Durant son séjour, Alioune Tine a rencontré les autorités maliennes (le Premier ministre, le ministre des Affaires étrangères et de la Coopération internationale, etc.),  les organisations de la société civile, les organisations non gouvernementales, l’opposition politique, des représentants du corps diplomatique, les agences, fonds et programmes des Nations Unies, le commandant de la force conjointe du G5 Sahel, ainsi que le représentant spécial du secrétaire général des Nations Unies et chef de la Minusma. L’expert des Nations Unies s’est également rendu dans les régions de Mopti et de Tombouctou où il a rencontré les autorités locales civiles et militaires, les organisations de la société civile et les agences des Nations Unies.

Une amélioration tangible dans le domaine sécuritaire

L'un des indicateurs de l'amélioration de la situation sécuritaire qu’il a notée, est la récente diminution du nombre de personnes déplacées et de conflits intercommunautaires. Selon la matrice de suivi des déplacements (DTM), le nombre de personnes déplacées a diminué de 13 %, passant de 401 736 en septembre 2021, à 350 110 en décembre 2021. Dans la région de Gao, le nombre de personnes déplacées a diminué de près de la moitié (49 %), entre septembre et décembre 2021. Cette diminution s'expliquerait notamment par la pacification progressive de certaines localités dans les régions du centre et du nord du pays.

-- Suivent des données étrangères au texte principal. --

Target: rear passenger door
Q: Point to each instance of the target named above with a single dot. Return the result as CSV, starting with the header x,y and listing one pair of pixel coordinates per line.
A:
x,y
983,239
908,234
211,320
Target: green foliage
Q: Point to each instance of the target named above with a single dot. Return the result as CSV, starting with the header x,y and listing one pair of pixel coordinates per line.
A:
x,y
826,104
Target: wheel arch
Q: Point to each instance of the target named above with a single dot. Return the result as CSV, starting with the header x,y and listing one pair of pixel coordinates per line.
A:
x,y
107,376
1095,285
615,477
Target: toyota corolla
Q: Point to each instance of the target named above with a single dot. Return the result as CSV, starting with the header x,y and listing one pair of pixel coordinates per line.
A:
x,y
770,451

Depuis leur arrivée au pouvoir, les militaires surfent sur un vent de défiance générale qui n’épargne pas les partenaires internationaux. La crise diplomatique engendrée par le durcissement des autorités maliennes de la transition envers la communauté occidentale et principalement la France, a mené à l’annonce du retrait de la force Barkhane (armée française) et de la task force Takuba (forces internationales) du Mali. Une réalité que regrette l’expert indépendant de l’ONU, après avoir constaté que ‘’le soutien de la communauté internationale et de la Minusma a contribué à cette éclaircie’’ qui pourrait semer ‘’l’espoir d’un horizon de stabilité dans la durée’’.

Toutefois, les améliorations tangibles de la situation ne doivent pas occulter les défis sérieux en matière de sécurité et des droits humains auxquels le Mali et la communauté internationale doivent s'attaquer pour consolider les progrès réalisés sur le terrain. Pour assurer leur durabilité, les succès engrangés sur le plan militaire devraient s’accompagner immédiatement du retour effectif de l’autorité de l’État et des services sociaux de base sur toute l’étendue du territoire malien.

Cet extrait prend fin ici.